Aug. 16 (Bloomberg) -- Philippine taxes on imports of spirits such as whiskey and brandy made by Brown-Forman Corp. and Pernod Ricard SA are illegal, the World Trade Organization ruled, upholding complaints by the U.S. and the European Union.
Yesterday’s ruling may help European and U.S. companies boost their share of the Philippines’ $3 billion liquor market. WTO judges in Geneva rejected the Philippines’ argument that imported liquor such as Jim Beam whiskey, Brandy de Jerez and Southern Comfort don’t compete with locally made distilled spirits and therefore different taxes based on the raw material used to make the liquor should be legal.
The Philippines applies a lower tax rate on sugar and palm-based drinks produced within the country. Levies on foreign spirits in some cases may be almost 50 times higher than those on domestic liquor, according to the EU. The Philippines should revise its tax to meet its WTO obligations, a panel of judges said in a ruling posted on the trade arbiter’s website.
“We urge the Philippine government to comply swiftly with the panel’s recommendations and rulings, and level the playing field for our exports immediately,” U.S. Trade Representative Ron Kirk said yesterday in a statement.
Philippines to Appeal
The Philippines will appeal the ruling, Finance Undersecretary Gil Beltran said in a phone interview today. The liquor industry “will file a motion for reconsideration immediately with the help of the government,” he said.
Members of the Distilled Spirits Association of the Philippines produced 66 million cases of liquor last year with gross sales of almost 50 billion pesos ($1.2 billion), according to the organization. The association said today that WTO judges failed to “seriously and carefully analyze the Philippines’ basic defenses.”
Ginebra San Miguel Inc., the Philippines’ biggest distiller by sales, was unchanged at 28 pesos at the noon close of trading in Manila. Ginebra is a unit of San Miguel Corp., the country’s largest listed company by sales.

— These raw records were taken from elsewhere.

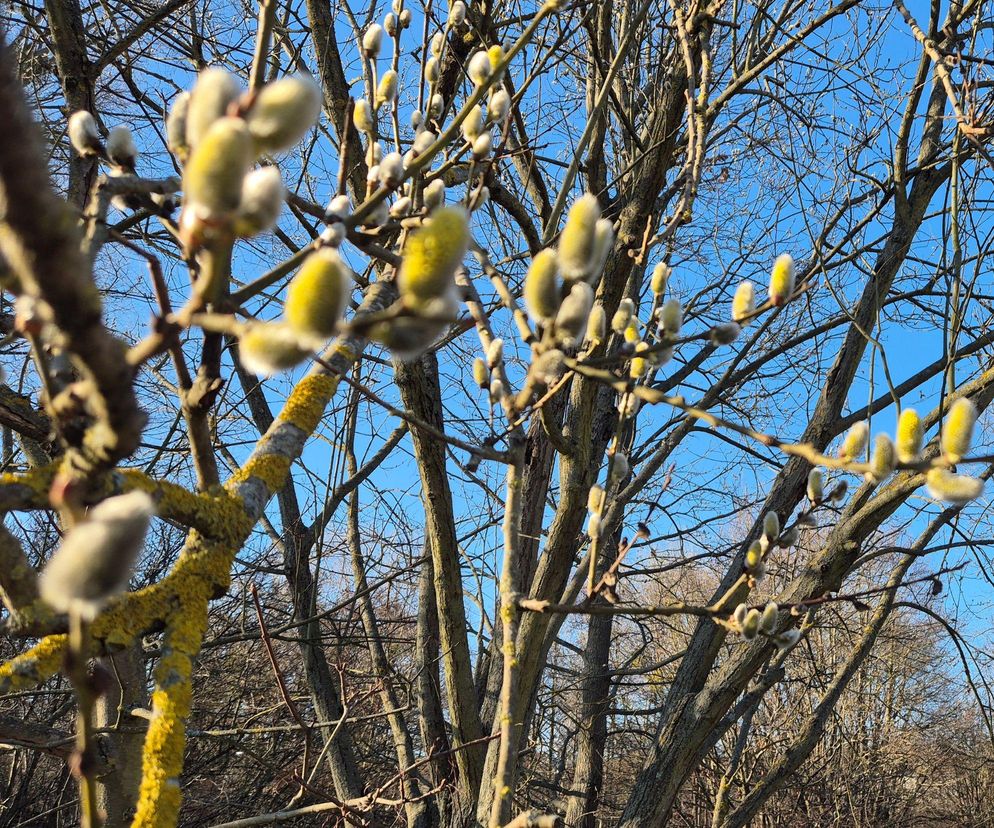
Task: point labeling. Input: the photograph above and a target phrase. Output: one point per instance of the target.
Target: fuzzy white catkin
(97, 556)
(83, 134)
(121, 148)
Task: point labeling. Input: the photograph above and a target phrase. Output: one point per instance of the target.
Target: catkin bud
(283, 112)
(479, 68)
(883, 459)
(744, 303)
(595, 500)
(541, 288)
(431, 257)
(215, 90)
(958, 489)
(495, 352)
(121, 148)
(957, 431)
(771, 526)
(750, 626)
(97, 556)
(578, 238)
(660, 278)
(909, 436)
(372, 40)
(262, 200)
(754, 556)
(620, 468)
(391, 169)
(318, 295)
(362, 116)
(782, 280)
(457, 14)
(482, 146)
(789, 537)
(266, 348)
(434, 194)
(499, 106)
(83, 133)
(769, 618)
(856, 439)
(212, 180)
(571, 320)
(671, 317)
(622, 316)
(432, 71)
(176, 126)
(386, 91)
(725, 334)
(597, 324)
(481, 375)
(473, 125)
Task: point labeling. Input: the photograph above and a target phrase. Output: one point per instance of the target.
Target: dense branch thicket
(495, 414)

The 27-nation EU, the world’s biggest liquor exporter with sales overseas exceeding 7 billion euros ($10 billion) last year, shipped 16.5 million euros of spirits to the Philippines in 2010, down from almost 37 million euros in 2004, according to the European Commission in Brussels. Trade between the two economies was worth 9.1 billion euros last year.
“The discriminatory taxation system has led to a decline of overall consumption of imported spirits of 1 percent since 2005, while consumption of local spirits has grown over 8 percent in the same period,” according to the commission.

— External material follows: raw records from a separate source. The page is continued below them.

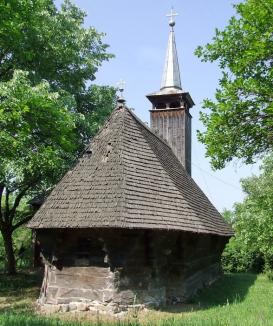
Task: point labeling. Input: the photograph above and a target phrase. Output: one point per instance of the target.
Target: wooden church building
(128, 226)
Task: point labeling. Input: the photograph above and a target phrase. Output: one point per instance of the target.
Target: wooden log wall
(115, 269)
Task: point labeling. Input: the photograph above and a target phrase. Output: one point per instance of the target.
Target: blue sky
(137, 32)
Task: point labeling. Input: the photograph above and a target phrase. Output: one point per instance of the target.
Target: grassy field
(235, 300)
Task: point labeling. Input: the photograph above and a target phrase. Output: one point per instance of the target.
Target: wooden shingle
(129, 178)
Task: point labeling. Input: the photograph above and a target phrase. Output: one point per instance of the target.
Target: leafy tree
(252, 246)
(54, 45)
(240, 121)
(38, 142)
(48, 112)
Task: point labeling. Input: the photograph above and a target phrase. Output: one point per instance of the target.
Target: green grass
(235, 300)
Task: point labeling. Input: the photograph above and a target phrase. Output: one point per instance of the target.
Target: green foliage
(239, 258)
(47, 111)
(240, 121)
(252, 246)
(37, 132)
(22, 242)
(52, 44)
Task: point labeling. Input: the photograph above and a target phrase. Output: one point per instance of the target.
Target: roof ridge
(148, 128)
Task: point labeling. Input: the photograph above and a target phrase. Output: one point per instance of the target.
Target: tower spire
(171, 73)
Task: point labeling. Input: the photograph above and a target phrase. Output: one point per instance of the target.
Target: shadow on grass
(231, 288)
(19, 281)
(18, 293)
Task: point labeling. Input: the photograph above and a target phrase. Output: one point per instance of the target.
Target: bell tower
(170, 116)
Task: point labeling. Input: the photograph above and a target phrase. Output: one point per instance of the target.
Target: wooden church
(128, 226)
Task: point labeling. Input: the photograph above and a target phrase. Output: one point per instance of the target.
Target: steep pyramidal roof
(129, 178)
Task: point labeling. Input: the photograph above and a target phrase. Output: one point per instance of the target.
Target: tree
(48, 107)
(38, 143)
(252, 246)
(54, 45)
(240, 121)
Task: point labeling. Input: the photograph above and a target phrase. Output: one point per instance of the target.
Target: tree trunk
(11, 263)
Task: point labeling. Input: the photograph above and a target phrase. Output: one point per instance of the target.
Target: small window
(175, 104)
(161, 106)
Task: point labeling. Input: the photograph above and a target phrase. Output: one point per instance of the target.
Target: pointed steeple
(171, 73)
(170, 113)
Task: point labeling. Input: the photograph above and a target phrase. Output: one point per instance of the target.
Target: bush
(237, 257)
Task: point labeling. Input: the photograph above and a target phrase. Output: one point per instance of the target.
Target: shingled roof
(129, 178)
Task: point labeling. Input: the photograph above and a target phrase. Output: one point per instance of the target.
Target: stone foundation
(115, 271)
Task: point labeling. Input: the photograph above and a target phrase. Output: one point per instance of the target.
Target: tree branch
(6, 215)
(17, 202)
(1, 193)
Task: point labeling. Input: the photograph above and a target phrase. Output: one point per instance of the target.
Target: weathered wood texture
(174, 126)
(115, 269)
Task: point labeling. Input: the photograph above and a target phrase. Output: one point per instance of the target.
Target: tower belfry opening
(170, 116)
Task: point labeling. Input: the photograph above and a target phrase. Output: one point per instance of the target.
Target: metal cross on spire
(171, 73)
(121, 86)
(172, 14)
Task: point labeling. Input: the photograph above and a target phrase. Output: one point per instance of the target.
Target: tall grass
(235, 300)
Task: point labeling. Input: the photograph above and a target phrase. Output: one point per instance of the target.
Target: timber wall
(113, 270)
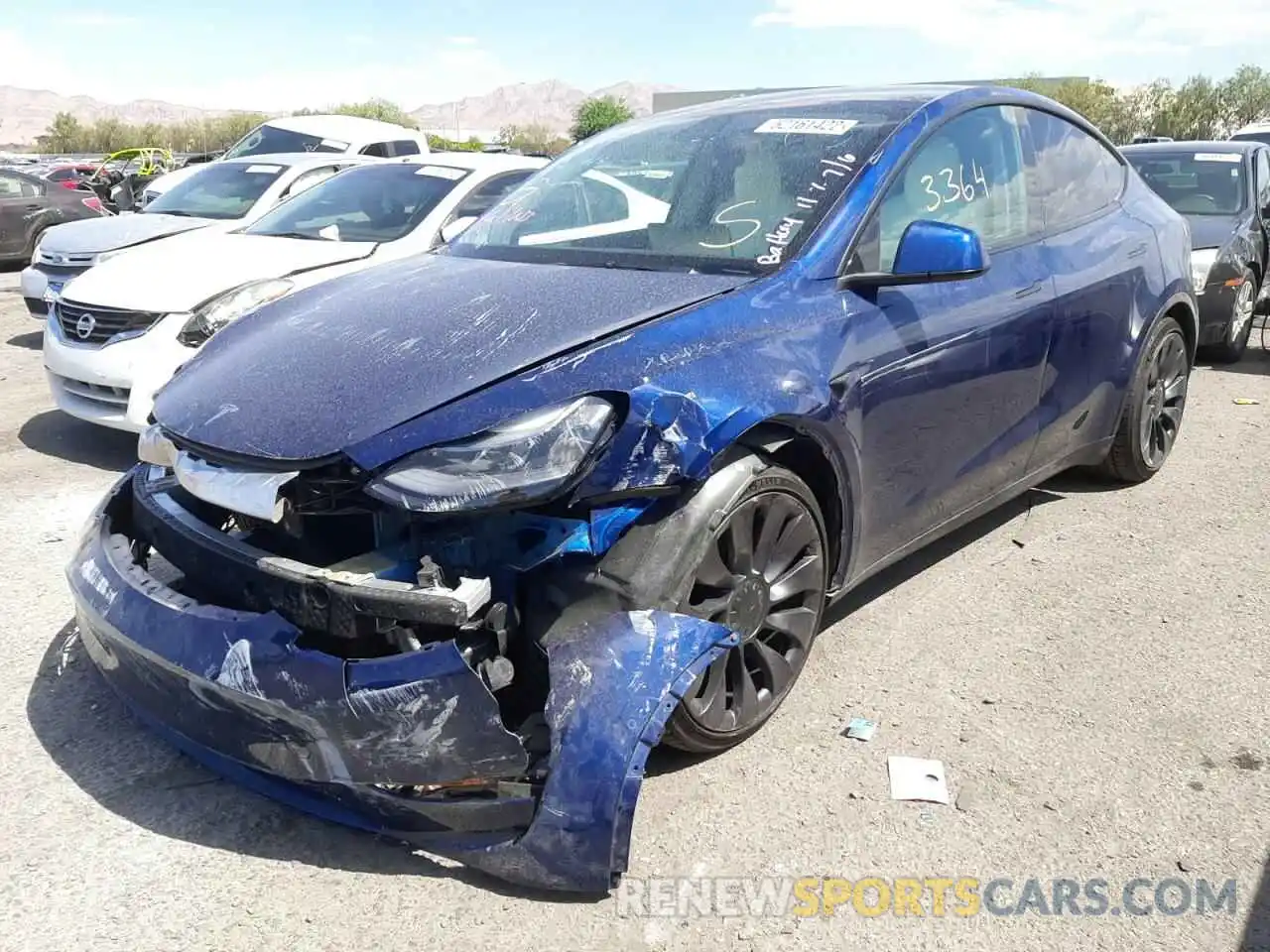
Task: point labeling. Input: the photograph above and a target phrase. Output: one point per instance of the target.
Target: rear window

U.S. distilled-spirits exports worldwide averaged more than $1 billion a year from 2006 through 2009. Philippine imports of liquor haven’t exceeded 5 percent of total sales of spirits in the nation since 2003.
“The panel report is the confirmation of what is a clear case of tax discrimination which has been and still is an important obstacle to imports into the Philippines,” John Clancy, the EU’s trade spokesman, said yesterday in a statement.
The drop in U.S. and European liquor exports “cannot be attributed to our taxation system, but is due to many factors such as sluggish economy, low purchasing power and inflation,” said Olivia Limpe-Aw, president of the Philippines spirits lobby. Domestic spirits also had lower consumption this year, she said.
Brown-Forman rose 0.8 percent to $68.58 in New York trading yesterday while Pernod Ricard lost 1.5 percent to 62 euros at 11 a.m. in Paris today. Remy Cointreau SA fell 1.9 percent to 58.71 euros and Diageo Plc, the maker of Johnnie Walker scotch and Smirnoff vodka, slipped 1.4 percent to 1,173 pence in London.
The EU lodged its complaint at the WTO in July 2009 and the U.S. followed six months later. According to industry statistics cited by the Trade Representative’s Office, U.S. distilled-spirits companies contributed to more than $113 billion of economic activity and more than 1.2 million jobs in 2007.